High blood urea nitrogen (BUN) levels due to increased protein catabolism and renal impairment can be severe enough to result in pericarditis, platelet dysfunction, and defective cellular immunity. Renal dysfunction can be severe enough to require dialysis, but with prompt supportive measures, it is usually reversible.

 

Cardiac arrhythmia

Hyperkalemia can lead to electrocardiographic changes and life-threatening cardiac arrhythmia, including asystole.

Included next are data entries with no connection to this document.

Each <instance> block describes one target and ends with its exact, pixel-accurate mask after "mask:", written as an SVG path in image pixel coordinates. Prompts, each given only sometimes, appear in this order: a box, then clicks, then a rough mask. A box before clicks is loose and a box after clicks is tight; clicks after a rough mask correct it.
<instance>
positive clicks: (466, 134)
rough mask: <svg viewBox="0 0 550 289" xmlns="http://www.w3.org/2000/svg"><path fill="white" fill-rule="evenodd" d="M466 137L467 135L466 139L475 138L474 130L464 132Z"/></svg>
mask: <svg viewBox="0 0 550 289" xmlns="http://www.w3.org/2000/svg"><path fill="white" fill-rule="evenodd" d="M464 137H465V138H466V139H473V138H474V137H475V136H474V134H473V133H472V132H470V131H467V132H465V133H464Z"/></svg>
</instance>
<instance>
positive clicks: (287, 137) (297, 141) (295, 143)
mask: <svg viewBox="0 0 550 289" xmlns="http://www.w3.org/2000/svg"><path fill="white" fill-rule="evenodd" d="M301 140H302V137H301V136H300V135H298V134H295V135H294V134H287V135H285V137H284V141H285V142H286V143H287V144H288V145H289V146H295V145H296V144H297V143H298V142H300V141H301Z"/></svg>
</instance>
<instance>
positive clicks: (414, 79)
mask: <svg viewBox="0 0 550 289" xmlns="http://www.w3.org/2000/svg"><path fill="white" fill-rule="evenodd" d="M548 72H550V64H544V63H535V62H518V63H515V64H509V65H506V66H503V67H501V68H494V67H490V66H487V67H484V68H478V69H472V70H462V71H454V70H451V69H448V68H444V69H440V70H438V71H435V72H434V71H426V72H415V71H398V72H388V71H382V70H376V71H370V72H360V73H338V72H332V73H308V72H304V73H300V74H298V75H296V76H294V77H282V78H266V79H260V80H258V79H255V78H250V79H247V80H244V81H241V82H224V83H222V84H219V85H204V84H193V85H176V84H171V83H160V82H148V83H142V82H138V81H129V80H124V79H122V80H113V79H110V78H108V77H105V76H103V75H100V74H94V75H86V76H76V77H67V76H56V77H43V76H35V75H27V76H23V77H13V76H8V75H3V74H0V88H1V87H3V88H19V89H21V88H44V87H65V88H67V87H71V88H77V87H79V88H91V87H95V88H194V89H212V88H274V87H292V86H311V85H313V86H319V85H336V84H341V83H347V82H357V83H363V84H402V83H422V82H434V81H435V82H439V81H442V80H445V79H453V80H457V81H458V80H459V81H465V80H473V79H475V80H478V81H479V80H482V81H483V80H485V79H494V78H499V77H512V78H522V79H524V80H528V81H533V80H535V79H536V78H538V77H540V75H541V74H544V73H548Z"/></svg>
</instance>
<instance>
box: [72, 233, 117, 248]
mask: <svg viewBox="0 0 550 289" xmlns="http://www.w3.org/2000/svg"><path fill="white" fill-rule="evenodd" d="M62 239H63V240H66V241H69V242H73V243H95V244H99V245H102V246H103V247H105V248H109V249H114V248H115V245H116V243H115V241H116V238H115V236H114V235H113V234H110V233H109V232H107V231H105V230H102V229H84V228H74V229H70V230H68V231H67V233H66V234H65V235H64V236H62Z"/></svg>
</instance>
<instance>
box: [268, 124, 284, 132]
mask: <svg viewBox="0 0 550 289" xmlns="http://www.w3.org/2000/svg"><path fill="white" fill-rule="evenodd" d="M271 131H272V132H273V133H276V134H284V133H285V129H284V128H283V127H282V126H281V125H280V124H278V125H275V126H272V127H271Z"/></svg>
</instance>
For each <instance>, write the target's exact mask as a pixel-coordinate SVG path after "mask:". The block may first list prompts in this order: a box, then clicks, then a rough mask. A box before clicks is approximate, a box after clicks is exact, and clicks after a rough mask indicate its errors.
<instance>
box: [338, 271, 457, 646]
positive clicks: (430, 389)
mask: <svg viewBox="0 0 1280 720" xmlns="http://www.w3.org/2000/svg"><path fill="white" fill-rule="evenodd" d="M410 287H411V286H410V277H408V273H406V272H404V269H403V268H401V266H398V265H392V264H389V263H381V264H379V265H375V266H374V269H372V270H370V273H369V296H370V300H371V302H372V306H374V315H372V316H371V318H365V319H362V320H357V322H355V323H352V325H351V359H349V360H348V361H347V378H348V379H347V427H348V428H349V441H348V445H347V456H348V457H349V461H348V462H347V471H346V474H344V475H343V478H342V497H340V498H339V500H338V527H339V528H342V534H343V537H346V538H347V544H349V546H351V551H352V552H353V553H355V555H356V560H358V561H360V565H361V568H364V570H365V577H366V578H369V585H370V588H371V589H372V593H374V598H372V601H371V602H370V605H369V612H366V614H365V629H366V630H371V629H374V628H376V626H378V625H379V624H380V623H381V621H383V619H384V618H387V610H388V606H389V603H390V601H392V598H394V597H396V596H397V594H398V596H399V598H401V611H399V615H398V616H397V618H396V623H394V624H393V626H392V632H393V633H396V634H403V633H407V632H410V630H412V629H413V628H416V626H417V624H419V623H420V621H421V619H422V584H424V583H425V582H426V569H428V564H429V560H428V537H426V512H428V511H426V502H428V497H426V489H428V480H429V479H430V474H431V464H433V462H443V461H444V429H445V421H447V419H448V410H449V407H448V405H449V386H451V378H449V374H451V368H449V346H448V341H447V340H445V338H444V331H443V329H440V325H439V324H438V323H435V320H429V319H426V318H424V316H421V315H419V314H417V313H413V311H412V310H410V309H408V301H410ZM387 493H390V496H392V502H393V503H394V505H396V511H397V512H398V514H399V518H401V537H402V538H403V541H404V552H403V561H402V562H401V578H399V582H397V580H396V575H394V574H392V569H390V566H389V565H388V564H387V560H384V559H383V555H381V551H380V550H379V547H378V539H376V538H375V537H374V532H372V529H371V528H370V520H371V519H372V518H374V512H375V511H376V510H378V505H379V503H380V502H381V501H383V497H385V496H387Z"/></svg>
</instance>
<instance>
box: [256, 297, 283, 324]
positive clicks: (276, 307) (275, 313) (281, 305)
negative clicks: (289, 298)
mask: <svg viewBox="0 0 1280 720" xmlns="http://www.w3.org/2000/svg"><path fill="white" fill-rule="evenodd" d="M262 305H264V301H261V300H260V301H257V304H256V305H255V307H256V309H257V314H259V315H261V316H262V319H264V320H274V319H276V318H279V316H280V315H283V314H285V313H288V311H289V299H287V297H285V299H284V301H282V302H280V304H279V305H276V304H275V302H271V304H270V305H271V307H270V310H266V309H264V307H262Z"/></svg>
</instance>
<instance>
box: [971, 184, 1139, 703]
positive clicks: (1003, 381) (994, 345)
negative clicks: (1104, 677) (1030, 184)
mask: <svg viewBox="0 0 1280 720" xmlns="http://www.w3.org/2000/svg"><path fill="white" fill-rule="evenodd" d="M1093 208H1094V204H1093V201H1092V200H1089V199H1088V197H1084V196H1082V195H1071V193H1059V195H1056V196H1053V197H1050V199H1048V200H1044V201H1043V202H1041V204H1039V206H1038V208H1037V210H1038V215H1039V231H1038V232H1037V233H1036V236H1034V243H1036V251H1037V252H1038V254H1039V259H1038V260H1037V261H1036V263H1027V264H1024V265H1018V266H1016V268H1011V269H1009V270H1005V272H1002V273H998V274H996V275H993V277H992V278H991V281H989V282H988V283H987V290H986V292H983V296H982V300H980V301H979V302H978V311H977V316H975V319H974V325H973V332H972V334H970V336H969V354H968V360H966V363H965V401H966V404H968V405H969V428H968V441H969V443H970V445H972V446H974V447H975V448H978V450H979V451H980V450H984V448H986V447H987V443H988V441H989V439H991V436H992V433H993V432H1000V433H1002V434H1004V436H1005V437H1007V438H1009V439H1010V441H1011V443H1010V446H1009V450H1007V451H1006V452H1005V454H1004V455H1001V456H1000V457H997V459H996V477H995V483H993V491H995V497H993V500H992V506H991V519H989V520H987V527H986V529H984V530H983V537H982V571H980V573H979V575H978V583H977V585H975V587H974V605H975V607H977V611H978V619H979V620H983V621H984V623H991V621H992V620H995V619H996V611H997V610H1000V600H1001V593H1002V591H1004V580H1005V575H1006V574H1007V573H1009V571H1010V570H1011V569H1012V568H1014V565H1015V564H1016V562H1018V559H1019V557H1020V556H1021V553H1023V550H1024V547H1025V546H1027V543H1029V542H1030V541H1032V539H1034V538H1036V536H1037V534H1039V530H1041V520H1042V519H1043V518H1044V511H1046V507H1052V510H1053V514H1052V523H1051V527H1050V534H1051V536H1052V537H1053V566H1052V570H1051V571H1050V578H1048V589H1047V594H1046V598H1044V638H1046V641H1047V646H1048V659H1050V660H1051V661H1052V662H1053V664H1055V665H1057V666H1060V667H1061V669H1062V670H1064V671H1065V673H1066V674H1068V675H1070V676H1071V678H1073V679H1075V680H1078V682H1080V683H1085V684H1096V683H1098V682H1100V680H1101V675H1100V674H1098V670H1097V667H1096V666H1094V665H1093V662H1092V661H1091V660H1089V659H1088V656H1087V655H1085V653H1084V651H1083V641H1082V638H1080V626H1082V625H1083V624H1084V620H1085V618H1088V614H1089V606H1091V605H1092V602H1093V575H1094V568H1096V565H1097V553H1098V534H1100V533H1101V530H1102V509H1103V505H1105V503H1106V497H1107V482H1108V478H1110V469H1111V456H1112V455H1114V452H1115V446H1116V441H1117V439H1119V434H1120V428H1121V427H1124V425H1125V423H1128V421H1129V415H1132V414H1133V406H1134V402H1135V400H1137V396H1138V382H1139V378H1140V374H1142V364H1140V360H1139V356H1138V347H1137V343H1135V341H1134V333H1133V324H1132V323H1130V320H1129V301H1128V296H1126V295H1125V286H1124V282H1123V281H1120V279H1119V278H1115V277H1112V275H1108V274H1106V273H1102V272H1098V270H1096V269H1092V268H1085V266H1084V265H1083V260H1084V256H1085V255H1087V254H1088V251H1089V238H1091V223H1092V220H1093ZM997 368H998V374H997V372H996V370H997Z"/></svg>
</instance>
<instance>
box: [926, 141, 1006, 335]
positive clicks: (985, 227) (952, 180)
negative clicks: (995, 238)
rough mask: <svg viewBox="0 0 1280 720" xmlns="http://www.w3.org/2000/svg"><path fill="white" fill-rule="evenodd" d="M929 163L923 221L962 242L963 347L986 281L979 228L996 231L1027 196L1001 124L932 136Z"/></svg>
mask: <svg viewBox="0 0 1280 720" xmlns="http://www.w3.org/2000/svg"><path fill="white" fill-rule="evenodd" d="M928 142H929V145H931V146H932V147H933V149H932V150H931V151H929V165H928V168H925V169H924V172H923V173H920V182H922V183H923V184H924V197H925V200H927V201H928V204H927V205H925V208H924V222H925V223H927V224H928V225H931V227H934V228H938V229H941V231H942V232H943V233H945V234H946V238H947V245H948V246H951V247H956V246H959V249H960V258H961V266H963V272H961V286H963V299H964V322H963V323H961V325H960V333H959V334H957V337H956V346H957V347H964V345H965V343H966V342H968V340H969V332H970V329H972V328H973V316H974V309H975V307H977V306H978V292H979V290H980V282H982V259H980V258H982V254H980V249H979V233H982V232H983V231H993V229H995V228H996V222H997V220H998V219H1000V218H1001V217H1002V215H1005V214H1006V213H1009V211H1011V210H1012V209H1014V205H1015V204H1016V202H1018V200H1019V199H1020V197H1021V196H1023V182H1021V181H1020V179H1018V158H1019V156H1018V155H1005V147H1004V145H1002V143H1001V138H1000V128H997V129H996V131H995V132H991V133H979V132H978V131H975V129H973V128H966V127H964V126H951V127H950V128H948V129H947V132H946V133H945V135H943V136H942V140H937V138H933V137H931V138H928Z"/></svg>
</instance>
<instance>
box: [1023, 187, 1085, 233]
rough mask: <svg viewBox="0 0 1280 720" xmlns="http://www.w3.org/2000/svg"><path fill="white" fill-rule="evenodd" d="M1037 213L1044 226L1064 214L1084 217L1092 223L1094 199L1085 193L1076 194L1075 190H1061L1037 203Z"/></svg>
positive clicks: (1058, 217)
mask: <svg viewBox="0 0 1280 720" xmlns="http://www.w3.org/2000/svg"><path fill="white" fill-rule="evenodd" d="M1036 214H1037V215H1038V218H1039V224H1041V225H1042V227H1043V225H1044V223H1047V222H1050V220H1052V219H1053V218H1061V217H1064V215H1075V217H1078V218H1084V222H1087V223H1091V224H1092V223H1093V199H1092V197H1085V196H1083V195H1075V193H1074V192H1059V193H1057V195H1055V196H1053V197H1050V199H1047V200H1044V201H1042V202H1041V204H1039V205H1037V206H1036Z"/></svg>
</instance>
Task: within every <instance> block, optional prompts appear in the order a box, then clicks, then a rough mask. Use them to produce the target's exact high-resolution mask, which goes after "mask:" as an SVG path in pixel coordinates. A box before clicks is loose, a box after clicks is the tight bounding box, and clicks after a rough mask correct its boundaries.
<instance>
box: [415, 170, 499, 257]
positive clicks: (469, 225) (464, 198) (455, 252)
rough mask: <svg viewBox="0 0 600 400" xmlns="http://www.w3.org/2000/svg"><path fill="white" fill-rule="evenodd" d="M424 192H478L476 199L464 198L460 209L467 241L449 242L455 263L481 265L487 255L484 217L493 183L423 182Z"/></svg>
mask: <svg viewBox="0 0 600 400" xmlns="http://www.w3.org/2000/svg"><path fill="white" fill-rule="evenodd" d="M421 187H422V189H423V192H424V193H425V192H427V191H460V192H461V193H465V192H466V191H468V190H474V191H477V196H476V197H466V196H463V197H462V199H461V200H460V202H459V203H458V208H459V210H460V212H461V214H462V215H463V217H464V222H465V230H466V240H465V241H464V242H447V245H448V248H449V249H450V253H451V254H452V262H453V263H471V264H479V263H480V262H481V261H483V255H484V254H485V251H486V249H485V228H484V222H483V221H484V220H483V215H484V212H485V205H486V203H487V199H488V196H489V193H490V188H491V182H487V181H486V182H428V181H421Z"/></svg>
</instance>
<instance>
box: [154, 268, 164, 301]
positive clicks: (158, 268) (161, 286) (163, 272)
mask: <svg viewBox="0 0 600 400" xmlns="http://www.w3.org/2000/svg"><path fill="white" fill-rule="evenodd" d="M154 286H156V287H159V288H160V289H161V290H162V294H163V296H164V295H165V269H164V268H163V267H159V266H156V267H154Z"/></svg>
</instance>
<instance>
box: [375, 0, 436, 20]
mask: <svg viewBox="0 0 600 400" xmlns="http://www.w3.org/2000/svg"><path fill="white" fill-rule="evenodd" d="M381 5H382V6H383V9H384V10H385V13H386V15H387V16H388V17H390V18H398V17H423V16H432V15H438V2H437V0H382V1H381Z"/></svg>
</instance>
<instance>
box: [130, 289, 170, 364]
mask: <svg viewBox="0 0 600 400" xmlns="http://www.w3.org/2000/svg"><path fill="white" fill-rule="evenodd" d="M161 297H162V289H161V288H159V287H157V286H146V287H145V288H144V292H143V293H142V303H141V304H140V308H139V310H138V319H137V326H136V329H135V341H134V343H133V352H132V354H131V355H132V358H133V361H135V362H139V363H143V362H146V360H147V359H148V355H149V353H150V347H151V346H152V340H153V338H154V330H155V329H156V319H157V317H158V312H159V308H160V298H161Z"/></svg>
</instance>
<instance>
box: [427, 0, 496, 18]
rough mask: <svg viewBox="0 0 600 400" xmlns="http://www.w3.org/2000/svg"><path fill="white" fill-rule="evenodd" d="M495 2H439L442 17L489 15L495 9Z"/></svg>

Severe potassium elevation can cause electrocardiographic alterations such as peaked T waves, flattened P waves, prolonged PR interval, widened QRS complexes, deep S wave, and sine waves. Hypocalcemia can lead to QT interval lengthening, which predisposes patients to ventricular arrhythmia.

 

Metabolic acidosis

Acute kidney injury and the liberation of large amounts of endogenous intracellular acids from cellular catabolism result in acidemia. This acidemia causes a decrease in serum bicarbonate concentration and a high anion gap acidosis (see the Anion Gap calculator).
Acidemic states can worsen the many electrolyte imbalances already present in tumor lysis syndrome; intracellular uptake of potassium is hindered, uric acid solubility is decreased, and extracellular shift of phosphate is promoted. Calcium phosphate solubility, however, improves in acidic conditions.

The myriad of metabolic disorders must be assessed and treated rapidly. Proper fluid management, alkalinization of the urine, correction of acidosis, and attention to infections are the mainstays of therapy.